Without warning, ‘Kissing for Coffee’ becomes the newest sign of popularity and a clear indication of desirability. The more boys vying to hand you a cup, the more pretty and popular you must be. Sadie has unintentionally lit the match on a full-out trend and it’s spreading through surrounding high school districts like wildfire. The owner of Coffee Lovers is contacting her, thanking her for the publicity. News cameras are showing up at her school. ‘Kissing for Coffee’ commercials are even running on TV!
But Sadie soon discovers that kissing for coffee doesn’t only have its ‘perks’.
She becomes the focus of controversy when the student president of the Purity Waits Club begins protesting against the act of ‘prostituting your lips out for a three-dollar beverage’. And then there’s Jake Sterling, whose deceptively talented mega mouth has Sadie craving his kisses at odd non-coffee hours. Sadie needs to find a way to put a stop to the trend she set in motion before she ends up losing her popularity, her geek, and her coffee for good.
First 150 words:
In Tokyo, high school kids don’t have to be there for attendance until 8:30 a.m. And by then, it’s daylight. And they ride in on the tram or the subway. How do I know this? Well, Canterbury’s only Japanese foreign exchange student, Nanako Ivana Saki, just told me.
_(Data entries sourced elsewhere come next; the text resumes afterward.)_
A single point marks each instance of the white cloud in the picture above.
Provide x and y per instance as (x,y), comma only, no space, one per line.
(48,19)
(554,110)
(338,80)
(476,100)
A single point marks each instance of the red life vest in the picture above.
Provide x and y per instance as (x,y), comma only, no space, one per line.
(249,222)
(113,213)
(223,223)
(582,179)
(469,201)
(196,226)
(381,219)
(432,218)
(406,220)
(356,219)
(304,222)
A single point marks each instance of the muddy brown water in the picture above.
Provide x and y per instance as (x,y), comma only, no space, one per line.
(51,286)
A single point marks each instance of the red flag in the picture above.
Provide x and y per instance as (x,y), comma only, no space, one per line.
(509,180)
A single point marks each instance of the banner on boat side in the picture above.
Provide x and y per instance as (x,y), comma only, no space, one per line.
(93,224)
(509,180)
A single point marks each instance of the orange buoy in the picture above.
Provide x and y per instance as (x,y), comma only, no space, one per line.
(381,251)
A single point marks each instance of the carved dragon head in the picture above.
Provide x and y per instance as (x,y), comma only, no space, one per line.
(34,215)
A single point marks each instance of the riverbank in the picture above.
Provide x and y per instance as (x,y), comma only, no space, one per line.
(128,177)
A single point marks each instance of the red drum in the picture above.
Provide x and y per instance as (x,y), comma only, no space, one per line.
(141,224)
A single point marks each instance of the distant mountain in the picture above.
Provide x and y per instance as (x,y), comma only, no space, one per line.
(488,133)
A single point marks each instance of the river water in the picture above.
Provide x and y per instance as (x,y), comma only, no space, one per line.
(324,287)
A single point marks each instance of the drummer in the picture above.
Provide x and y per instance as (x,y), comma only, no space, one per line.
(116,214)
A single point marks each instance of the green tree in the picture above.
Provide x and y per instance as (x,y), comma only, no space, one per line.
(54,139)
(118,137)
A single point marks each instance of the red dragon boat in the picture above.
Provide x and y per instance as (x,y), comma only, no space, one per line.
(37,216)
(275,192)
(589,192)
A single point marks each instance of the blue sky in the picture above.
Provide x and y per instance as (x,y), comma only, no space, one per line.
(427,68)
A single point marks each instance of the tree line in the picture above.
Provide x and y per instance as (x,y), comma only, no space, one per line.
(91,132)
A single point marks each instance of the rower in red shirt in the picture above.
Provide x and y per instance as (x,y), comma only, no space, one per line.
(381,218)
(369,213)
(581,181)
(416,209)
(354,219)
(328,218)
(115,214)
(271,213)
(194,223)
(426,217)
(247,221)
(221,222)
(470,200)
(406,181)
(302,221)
And yes, that is her real name.
I stifle a yawn and struggle to stay focused on the road but Nanako keeps mumbling nervously, the whites of her almond-shaped eyes visible in the car’s shadowy interior.
“It’s so dark outside,” she says, for the third time.
“Yup,” I nod. “The sun comes up a little later here in winter.”
She sinks back into the front passenger’s seat, her child-like body almost disappearing completely from my peripheral vision. “The roads are so…isolated,” she says, her delicate white fingers digging into my car’s leather interior.
My headlights create bouncing shadows down yet another winding route.